Claude McKirby, Cape Town Southern Suburbs Co-Principal for Lew Geffen Sotheby’s International Realty says that over and above the impact of increasing political uncertainty, our subdued economy and the onset of a pandemic, the Western Cape’s decline is a result of over-inflated growth in the recent years.
“What this translates to is certainly not all bad news as Cape Town property is now more affordable than it’s been in many years, but it still offers a very decent return at almost double the 2.42% national average”.
“And certain suburbs and sectors are offering an even higher return, especially in the low to mid-value markets like Kenilworth where the median price of apartments has increased by 18.5% from R1.35 million last year to the current median of R1.6 million to date”.
“The sectional title sector in Mowbray is also performing well, increasing by 36.36% from R1.1 million last year to R1.5 million this year and in Newlands where the average median grew by 20.9% from R2.35 million to R2.842 million during the same period.”
He adds that in established mid-market family-orientated suburbs such as Bergvliet and Kirstenhof, house price inflation is above the provincial average, albeit a much more realistic rate than in recent years.
“Bergvliet has seen its median house price grow by 5.56% this year, from R3.505 million to R3.7 million and in Kirstenhof during the same period, by 6.38% from R2.35 million to R2.5 million”.
According to the report, the lower market segments are faring best on a national level too, with an annual growth rate of more than 5% whilst the luxury segment’s inflation rate is below 2% and, with a growth rate in the 4% zone, coastal provinces are also performing better than inland provinces which achieved between 1% and 2%.

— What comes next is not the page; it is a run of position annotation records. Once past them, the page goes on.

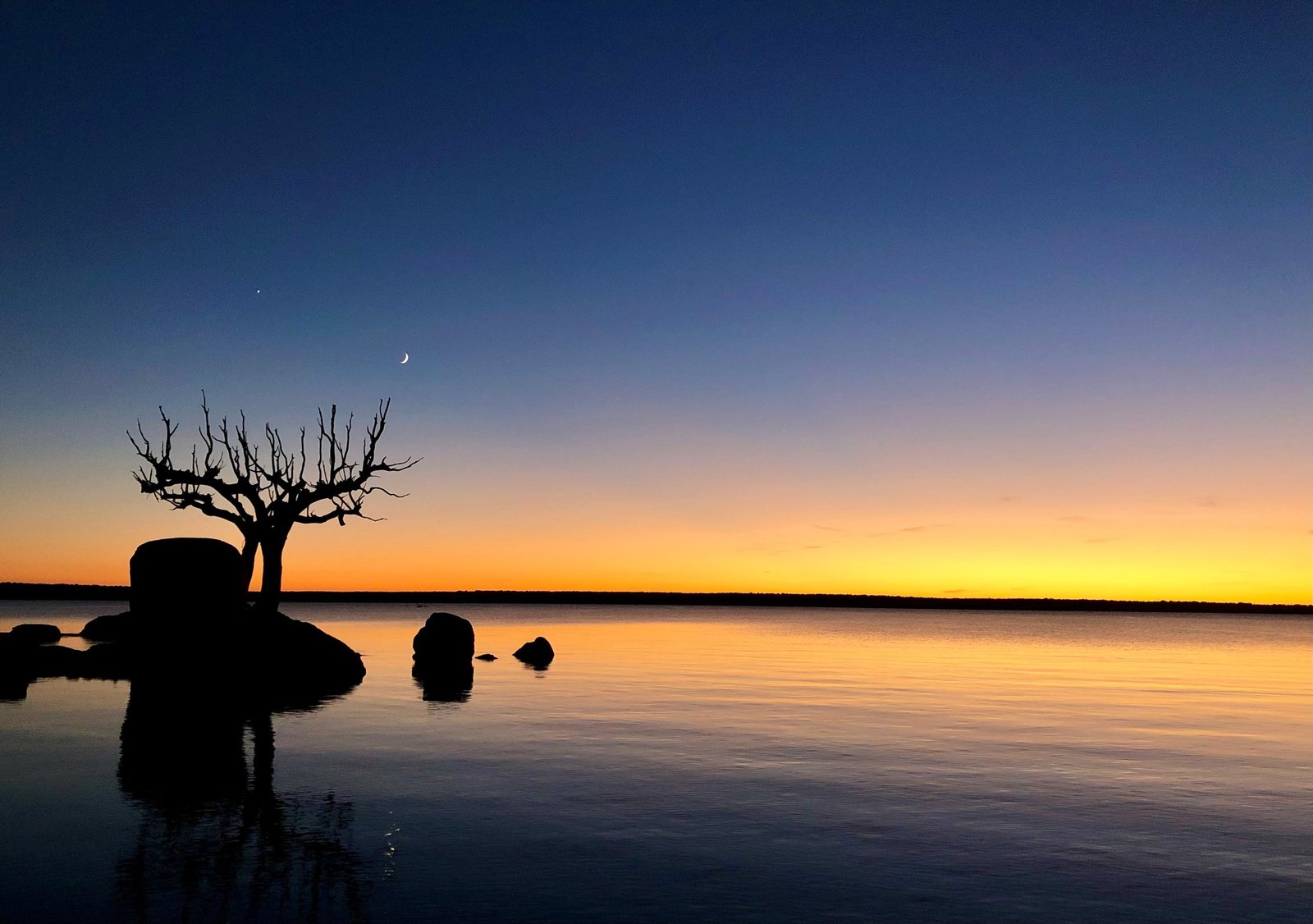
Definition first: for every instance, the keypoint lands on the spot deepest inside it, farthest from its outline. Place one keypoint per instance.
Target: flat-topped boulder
(36, 633)
(185, 578)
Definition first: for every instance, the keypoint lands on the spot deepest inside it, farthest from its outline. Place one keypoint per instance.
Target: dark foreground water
(704, 766)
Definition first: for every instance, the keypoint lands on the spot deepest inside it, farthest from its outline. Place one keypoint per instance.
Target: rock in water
(538, 652)
(111, 628)
(36, 633)
(446, 638)
(181, 578)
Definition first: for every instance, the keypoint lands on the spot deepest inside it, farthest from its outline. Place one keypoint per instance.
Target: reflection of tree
(216, 842)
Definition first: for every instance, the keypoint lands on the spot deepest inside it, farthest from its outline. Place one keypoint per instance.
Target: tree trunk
(271, 582)
(249, 547)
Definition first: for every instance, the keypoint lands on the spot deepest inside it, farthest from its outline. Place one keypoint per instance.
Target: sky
(949, 300)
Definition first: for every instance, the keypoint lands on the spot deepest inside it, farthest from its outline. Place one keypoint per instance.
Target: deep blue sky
(630, 225)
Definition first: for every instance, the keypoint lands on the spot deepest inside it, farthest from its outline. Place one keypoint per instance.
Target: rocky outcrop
(538, 652)
(190, 630)
(444, 638)
(36, 633)
(111, 628)
(185, 578)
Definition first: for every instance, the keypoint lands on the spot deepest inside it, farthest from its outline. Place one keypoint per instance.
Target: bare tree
(264, 497)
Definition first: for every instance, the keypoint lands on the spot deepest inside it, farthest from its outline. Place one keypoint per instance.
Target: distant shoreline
(25, 591)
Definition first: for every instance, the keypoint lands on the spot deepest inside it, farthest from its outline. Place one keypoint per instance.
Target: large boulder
(538, 652)
(444, 639)
(185, 578)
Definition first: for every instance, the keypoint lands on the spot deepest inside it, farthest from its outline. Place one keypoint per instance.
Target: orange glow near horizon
(1182, 554)
(728, 529)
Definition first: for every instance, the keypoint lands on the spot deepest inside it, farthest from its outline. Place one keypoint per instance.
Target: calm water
(695, 764)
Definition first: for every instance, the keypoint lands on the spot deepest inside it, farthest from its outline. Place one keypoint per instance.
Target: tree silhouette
(264, 497)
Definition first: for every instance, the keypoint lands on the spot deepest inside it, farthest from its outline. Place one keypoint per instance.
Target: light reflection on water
(730, 764)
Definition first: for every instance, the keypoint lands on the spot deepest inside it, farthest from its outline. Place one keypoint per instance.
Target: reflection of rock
(444, 638)
(23, 661)
(36, 633)
(446, 683)
(538, 652)
(216, 840)
(185, 578)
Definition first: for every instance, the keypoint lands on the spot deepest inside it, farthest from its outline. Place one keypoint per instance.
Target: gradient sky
(995, 300)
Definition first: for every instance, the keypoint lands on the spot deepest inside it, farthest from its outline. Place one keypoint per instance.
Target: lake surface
(702, 764)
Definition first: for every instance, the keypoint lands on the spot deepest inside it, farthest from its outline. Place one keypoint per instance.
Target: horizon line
(71, 591)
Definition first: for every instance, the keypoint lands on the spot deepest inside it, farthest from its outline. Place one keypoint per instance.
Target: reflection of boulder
(185, 578)
(444, 638)
(181, 744)
(536, 654)
(36, 633)
(216, 842)
(446, 683)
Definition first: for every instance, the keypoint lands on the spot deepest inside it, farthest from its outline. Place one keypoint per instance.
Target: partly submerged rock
(538, 652)
(36, 633)
(264, 661)
(112, 628)
(444, 638)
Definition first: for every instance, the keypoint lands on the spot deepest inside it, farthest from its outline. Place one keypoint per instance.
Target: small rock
(112, 628)
(36, 633)
(538, 652)
(444, 638)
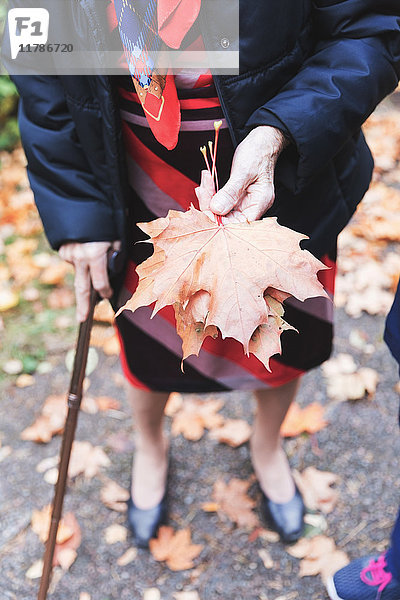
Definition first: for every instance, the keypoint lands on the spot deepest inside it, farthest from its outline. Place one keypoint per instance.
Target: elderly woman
(290, 146)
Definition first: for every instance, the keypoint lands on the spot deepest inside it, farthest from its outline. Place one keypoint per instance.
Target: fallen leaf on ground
(195, 416)
(50, 422)
(104, 312)
(316, 489)
(5, 451)
(127, 557)
(266, 558)
(55, 274)
(47, 463)
(40, 524)
(203, 270)
(68, 535)
(35, 571)
(152, 594)
(89, 405)
(24, 380)
(107, 403)
(100, 335)
(175, 548)
(319, 556)
(92, 360)
(233, 432)
(51, 476)
(114, 496)
(115, 533)
(120, 442)
(346, 382)
(174, 403)
(8, 299)
(61, 298)
(86, 459)
(303, 420)
(111, 347)
(232, 500)
(13, 366)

The Cape Town Winelands is at the lower to mid-end of the market and it has also been fairly resilient, especially houses priced under R3 million and apartments for under R1million, which are still selling well.
But in several areas, the house market has also performed especially well, despite the economic and pandemic woes.
“In Simonswyk to the east of the town centre, the median house price has continued to rise steadily,” says Chris Cilliers, CEO and Co-Principal of the groups Winelands office, “from R2.525 million in 2018, to R2.65 million in 2019 and again by 38.67% to R3.675 million this year despite economic and pandemic woes.”
“As the most affordable suburb within walking distance of extremely popular schools, it has been attracting considerable interest in recent years”.
“Paradyskloof has also remained consistent, increasing from R3.775 to R3.95 million last year and again by 6.32% to R4.2 million this year whilst in Onder Papegaaiberg, after dipping from R2.8 million in 2018 to R2.66 million in 2019, the average median price jumped by 12.78% to R3 million this year.”
Cilliers adds that there has also been encouraging buyer interest in luxury homes in recent months, with some properties even selling at full asking price, although generally prices have been adjusted to meet market conditions and many investors have benefitted from significant price reductions.
“There are a number of serious sellers at the top end of the market at the moment, especially those who have been wanting to sell their homes from the beginning of the year and already had confirmed emigration or semigration dates.”
McKirby concludes: “The market is under unprecedented pressure as the modern world has never had to contend with a global pandemic of this scale which has unleashed a flood of new uncertainties”.
“But with interest rates hitting historic lows and buyers spoilt for choice with plenty of deals to be had, right now property is definitely one of the most stable investments one can make, especially when compared to a very volatile global stock market”.
“The real estate market always works in cycles with upswings followed by downturns, regardless of the prevailing economy or political sentiment”.
“And those who take the plunge during a downturn not only obtain a property they may not normally able to afford, it’s also a rewarding investment when the market turns again.”